Su colaboración también contempla sus inquietudes a nivel emocional: “Lama, la mamá de los pequeños, está preocupada por la más chiquita, de cuatro años, y le gestioné que una amiga psicopedagoga la vea en mi casa ad honorem”. Además los visita una o dos veces a la semana para conversar y ver cómo va todo. “Trato de estar más como una amiga que les podrá dar una mano o gestionar quién los pueda ayudar. Me comunico más con los tres adultos que hablan algo de inglés, pero soy cercana a todos”, cuenta.

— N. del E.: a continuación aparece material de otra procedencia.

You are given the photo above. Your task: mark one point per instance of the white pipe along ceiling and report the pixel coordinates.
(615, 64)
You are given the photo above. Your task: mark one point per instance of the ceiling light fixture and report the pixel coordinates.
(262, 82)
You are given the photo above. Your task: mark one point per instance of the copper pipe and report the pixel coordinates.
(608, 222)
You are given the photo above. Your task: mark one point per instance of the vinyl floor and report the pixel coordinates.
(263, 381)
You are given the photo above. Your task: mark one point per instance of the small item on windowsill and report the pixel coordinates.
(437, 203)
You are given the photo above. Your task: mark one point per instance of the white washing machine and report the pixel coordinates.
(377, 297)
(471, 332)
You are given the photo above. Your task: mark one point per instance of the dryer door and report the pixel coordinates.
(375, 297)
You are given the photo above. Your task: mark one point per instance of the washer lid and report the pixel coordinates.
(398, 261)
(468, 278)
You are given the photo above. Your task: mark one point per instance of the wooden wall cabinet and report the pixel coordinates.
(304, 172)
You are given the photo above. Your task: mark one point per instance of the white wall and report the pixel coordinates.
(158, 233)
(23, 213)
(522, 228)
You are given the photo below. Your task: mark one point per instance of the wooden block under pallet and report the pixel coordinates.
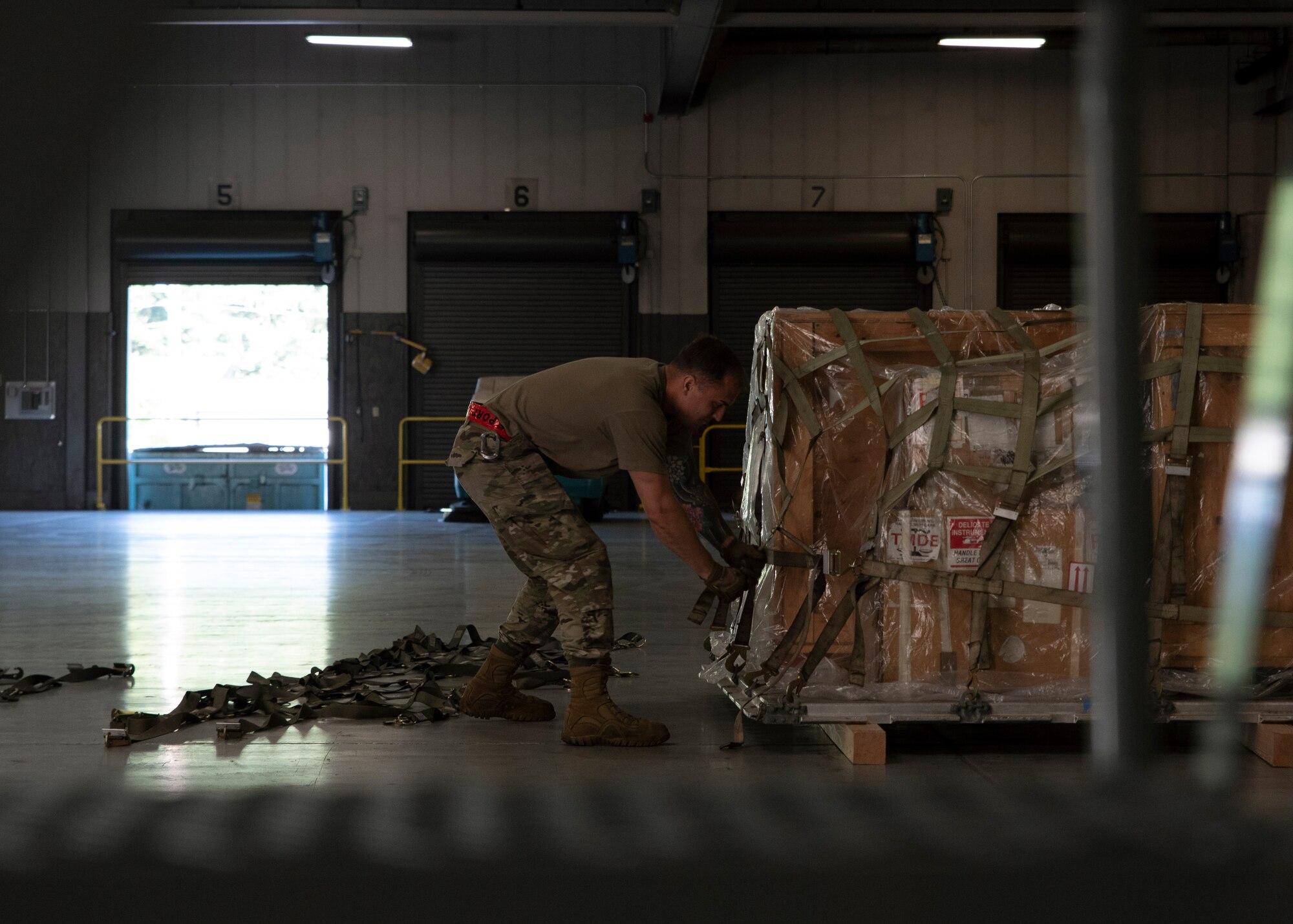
(1272, 742)
(860, 742)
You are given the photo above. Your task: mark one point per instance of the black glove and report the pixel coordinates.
(727, 583)
(743, 555)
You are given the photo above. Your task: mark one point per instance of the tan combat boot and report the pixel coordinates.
(593, 718)
(492, 695)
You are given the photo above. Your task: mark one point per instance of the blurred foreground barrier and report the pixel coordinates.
(636, 850)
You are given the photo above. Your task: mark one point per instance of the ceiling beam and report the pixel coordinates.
(691, 52)
(933, 20)
(1219, 19)
(334, 16)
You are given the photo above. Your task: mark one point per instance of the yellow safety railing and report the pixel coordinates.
(704, 449)
(400, 456)
(345, 461)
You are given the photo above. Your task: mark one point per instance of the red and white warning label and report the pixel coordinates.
(965, 540)
(1082, 576)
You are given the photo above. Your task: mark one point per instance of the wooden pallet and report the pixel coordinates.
(860, 742)
(1272, 742)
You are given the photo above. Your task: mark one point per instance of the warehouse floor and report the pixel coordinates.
(195, 599)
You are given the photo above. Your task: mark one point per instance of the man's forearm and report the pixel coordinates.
(703, 511)
(674, 530)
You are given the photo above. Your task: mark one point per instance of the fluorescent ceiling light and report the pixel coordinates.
(367, 41)
(994, 43)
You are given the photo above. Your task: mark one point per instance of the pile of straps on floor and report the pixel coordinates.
(34, 683)
(399, 685)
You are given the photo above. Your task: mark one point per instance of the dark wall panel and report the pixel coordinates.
(1039, 259)
(33, 452)
(500, 319)
(376, 372)
(761, 261)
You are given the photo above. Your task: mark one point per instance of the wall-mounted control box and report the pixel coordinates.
(29, 400)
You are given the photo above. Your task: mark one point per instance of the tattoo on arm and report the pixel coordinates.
(703, 510)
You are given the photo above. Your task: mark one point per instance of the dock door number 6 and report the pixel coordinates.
(520, 195)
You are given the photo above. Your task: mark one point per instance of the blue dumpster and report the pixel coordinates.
(202, 478)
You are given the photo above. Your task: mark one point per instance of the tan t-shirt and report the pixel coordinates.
(593, 417)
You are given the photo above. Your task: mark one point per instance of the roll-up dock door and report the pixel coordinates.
(506, 294)
(762, 261)
(217, 249)
(1039, 259)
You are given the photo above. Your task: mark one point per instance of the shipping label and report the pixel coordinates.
(914, 540)
(965, 540)
(1049, 572)
(1082, 576)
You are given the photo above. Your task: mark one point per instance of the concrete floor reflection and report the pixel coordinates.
(196, 599)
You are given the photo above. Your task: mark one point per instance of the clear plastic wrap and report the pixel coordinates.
(1189, 535)
(828, 477)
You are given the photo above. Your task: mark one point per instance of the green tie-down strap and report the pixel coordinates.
(399, 683)
(34, 683)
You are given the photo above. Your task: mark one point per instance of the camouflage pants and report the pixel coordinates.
(568, 589)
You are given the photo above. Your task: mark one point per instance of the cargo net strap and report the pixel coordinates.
(399, 685)
(769, 427)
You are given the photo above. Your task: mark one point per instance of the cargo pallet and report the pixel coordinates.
(857, 727)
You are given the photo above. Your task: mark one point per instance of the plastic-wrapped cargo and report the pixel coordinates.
(914, 480)
(934, 545)
(1194, 360)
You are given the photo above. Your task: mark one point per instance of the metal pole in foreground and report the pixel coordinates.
(1111, 118)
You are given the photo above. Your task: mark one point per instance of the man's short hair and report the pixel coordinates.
(709, 359)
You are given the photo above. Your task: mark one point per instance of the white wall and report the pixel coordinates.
(973, 114)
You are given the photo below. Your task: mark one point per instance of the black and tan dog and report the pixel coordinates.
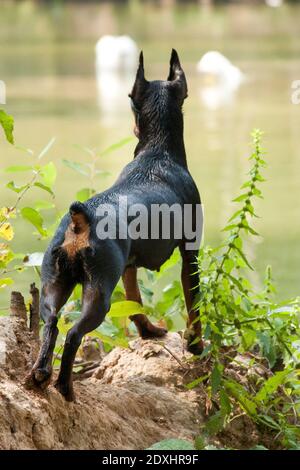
(157, 175)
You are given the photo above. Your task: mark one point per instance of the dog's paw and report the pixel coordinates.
(153, 331)
(66, 390)
(194, 342)
(195, 348)
(38, 378)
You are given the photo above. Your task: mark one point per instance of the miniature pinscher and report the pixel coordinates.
(158, 174)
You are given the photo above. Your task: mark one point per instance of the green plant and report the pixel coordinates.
(236, 317)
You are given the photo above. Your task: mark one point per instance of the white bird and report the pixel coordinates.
(221, 79)
(219, 68)
(116, 62)
(116, 53)
(274, 3)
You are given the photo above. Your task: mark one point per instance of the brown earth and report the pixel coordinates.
(136, 397)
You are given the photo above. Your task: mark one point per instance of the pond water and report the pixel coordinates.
(47, 62)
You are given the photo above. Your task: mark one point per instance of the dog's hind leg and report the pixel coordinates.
(53, 297)
(190, 284)
(94, 308)
(145, 328)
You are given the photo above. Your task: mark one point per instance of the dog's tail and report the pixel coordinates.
(81, 218)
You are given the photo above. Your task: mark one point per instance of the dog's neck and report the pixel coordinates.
(163, 135)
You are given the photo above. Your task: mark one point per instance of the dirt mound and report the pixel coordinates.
(136, 397)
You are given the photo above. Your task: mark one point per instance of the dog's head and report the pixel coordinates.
(159, 100)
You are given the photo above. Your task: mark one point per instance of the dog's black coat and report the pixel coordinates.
(157, 175)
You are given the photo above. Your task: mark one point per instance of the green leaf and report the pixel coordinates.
(17, 168)
(196, 382)
(30, 214)
(216, 378)
(17, 189)
(225, 403)
(7, 123)
(44, 187)
(240, 394)
(172, 444)
(215, 423)
(5, 282)
(43, 205)
(85, 194)
(48, 173)
(46, 148)
(125, 309)
(240, 198)
(33, 259)
(116, 146)
(78, 167)
(243, 257)
(271, 385)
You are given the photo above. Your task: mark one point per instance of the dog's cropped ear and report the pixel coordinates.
(140, 83)
(177, 76)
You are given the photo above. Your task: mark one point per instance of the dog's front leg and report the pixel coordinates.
(53, 297)
(145, 328)
(94, 308)
(190, 284)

El idioma constituye un aspecto esencial en su adecuación y, como se hacía difícil que vayan a un lugar a estudiar, Fernanda, que tiene un instituto de idiomas, organizó cursos de español ad honorem en su casa: “Mi objetivo a corto plazo es que hablen español lo suficiente como para poder comunicarse. Esta herramienta es fundamental para su adaptación. Y, a mediano plazo, pienso que los adolescentes deberían estudiar, y los adultos conseguir trabajo. Esto será posible una vez que manejen el idioma.”
Tanto tiempo dedicado a personas que no conocía pero a los que, de una manera, se acercó como si fuera de su familia se funda en el hecho que “mi motivación personal es simplemente ayudar a que estén bien. Tengo muy presentes las enseñanzas de mi familia y los valores que mi inculcaron. Estas familias dejaron todo atrás: sus casas, pertenencias, padres, hermanos, sobrinos… me hace pensar en tantas otras familias que llegaron a la Argentina en otras épocas. Ayudarlos se siente un poco como ayudar a nuestros antepasados italianos, judios, españoles, polacos. Reconforta el corazón.»